OneSpan: Most Financial Institutions Still Rely on Outdated Password Security

OneSpan: Most Financial Institutions Still Rely on Outdated Password Security

In recent years, more and more financial institutions have turned to biometric technology to improve security and customer service, incorporating solutions that range from voice banking software to facial recognition scans at ATMs. However, a new report from OneSpan suggests that it will take a considerable push to make the full transition to biometric authentication practices.   

The Future of Adaptive Authentication in the Financial Industry was prepared by the Information Security Media Group following a broad survey of financial institutions. The report found that the vast majority of organizations – a full 96 percent – still use outdated legacy systems with username and password authentication as part of their security procedures.

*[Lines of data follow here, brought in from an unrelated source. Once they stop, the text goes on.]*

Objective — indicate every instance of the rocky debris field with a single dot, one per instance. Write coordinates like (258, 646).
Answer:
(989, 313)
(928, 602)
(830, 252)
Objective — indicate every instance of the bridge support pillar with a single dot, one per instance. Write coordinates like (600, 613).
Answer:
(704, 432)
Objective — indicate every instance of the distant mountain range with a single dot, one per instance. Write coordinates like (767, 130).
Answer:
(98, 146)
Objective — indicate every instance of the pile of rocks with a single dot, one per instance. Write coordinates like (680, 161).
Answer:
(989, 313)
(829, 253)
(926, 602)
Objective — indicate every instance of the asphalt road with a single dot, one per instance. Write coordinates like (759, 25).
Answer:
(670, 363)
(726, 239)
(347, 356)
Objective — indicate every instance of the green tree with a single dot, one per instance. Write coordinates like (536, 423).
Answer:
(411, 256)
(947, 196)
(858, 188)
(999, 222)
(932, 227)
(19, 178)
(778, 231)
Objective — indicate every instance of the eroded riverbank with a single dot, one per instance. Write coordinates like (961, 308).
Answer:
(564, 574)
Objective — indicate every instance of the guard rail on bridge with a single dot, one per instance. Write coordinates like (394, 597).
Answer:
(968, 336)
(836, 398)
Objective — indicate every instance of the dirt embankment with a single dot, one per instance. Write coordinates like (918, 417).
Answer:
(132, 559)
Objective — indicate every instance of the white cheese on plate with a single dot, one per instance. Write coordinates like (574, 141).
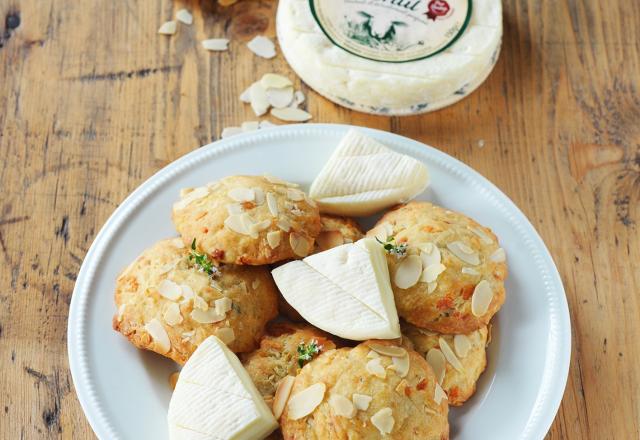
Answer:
(215, 399)
(356, 66)
(344, 291)
(363, 176)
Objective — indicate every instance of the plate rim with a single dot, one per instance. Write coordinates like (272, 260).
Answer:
(554, 378)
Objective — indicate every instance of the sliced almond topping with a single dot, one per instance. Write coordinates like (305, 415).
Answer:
(342, 406)
(388, 350)
(408, 272)
(374, 366)
(282, 395)
(303, 403)
(300, 245)
(172, 314)
(481, 299)
(450, 355)
(464, 252)
(159, 335)
(437, 361)
(329, 239)
(383, 420)
(461, 345)
(170, 290)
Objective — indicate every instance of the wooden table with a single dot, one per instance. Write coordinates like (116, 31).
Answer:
(93, 101)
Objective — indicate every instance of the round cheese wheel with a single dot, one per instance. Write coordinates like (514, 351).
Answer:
(397, 57)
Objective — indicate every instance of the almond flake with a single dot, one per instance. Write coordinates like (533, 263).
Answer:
(408, 272)
(374, 366)
(438, 362)
(342, 406)
(462, 345)
(262, 46)
(305, 402)
(159, 335)
(481, 299)
(383, 420)
(282, 395)
(290, 114)
(170, 290)
(168, 28)
(361, 401)
(464, 252)
(449, 355)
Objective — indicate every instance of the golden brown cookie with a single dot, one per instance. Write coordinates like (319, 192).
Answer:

Those systems are highly vulnerable, as indicated by the 44 percent of the respondents who have faced data breaches that began with the illicit use of legitimate credentials. What’s more, many institutions have trouble using the security platforms they already have in place, with 44 percent again reporting that they have too many separate tools that are difficult to coordinate.

Thankfully, financial institutions are aware of the problem, with 60 percent reporting that they plan to invest in biometric and AI authentication technology in 2019.

“The report’s findings echo what we are seeing with our customers,” said Scott Clements, the CEO of OneSpan. “Financial institutions are under pressure to improve their defenses against continuing and evolving threat vectors. Many are now choosing innovative technologies that dynamically respond to attacks as part of a layered security approach that stops fraud while improving the customer experience.”

OneSpan spent much of 2018 targeting the financial services sector, with help from its partner Nok Nok. This latest report suggests that that will continue to be part of the company’s growth plans for 2019.